Under the headline "Heads-up limit hold'em poker is solved" in the magazine Science, a team of researchers from the University of Alberta in Edmonton report that their poker-playing artificial intelligence (AI) program, named Cepheus, has solved heads-up fixed-limit Texas hold'em.
Ever since AI became a goal of computer scientists mid-way through the last century, games have been the testing grounds for their progress. Early advances in AI came when computers beat the best human players in the world in "perfect-information" games like checkers or backgammon — games where all of the information is available to all players when making a decision.
A few decades ago, backgammon was immensely popular and was played for large sums of money, like poker, until the game was essentially "solved" — decision-making strategy advanced to a point of perfection and only the randomness of the dice determined the winner.
But AI has only just begun when perfect-information games are solved. The real world is not like those games. The real world that our human intelligence negotiates every day is full of imperfect information.
"Imperfect-information" games like poker — where some of the information (like your opponent's hole cards) is not known when making decisions — are a much tougher nut to crack. Programmers around the world compete at international events like the annual Association for the Advancement of Artificial Intelligence (AAAI) Computer Poker Competition and the Man-Machine Poker Competition to test the capabilities of their latest AI.
The University of Alberta Computer Poker Research Group, headed by Dr. Michael Bowling, have been competing in these events since their inception, and has a nearly two-decade-long history of developing poker-playing AI.

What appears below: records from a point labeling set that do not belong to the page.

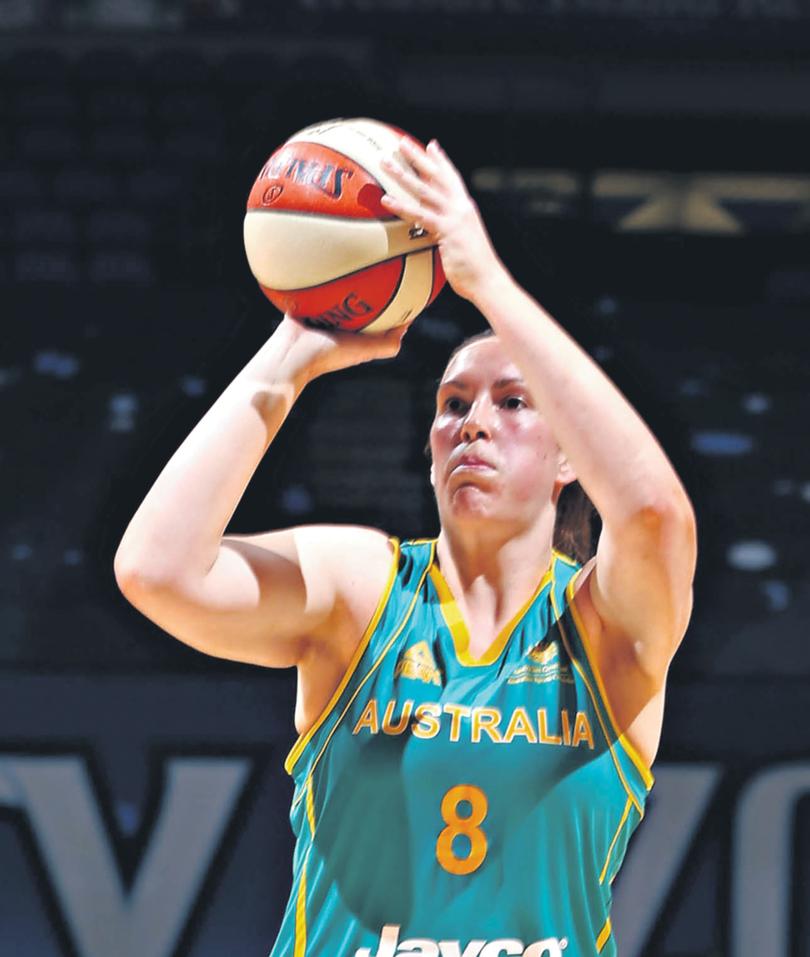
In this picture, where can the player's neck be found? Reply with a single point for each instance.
(495, 567)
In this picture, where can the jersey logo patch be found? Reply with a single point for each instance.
(542, 663)
(543, 652)
(418, 663)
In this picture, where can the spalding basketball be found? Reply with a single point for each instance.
(321, 245)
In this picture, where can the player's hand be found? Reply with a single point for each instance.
(319, 350)
(440, 203)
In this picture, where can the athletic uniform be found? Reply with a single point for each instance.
(447, 806)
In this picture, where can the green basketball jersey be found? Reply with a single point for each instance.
(447, 806)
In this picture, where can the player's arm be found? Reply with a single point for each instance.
(641, 580)
(250, 598)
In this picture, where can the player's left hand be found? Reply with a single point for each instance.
(438, 201)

Heads-up fixed-limit Texas hold'em is the poker variant with the least variables. With only a single opponent, two unknown cards in play, and a rigid bet size and number of bets permitted, it is the poker game targeted by AI researchers. It is this game that the Albertan researchers have declared solved by their AI; they are able to compute Nash equilibrium strategy to the point where any player's advantage is "statistically indistinguishable from zero in a human lifetime of played games."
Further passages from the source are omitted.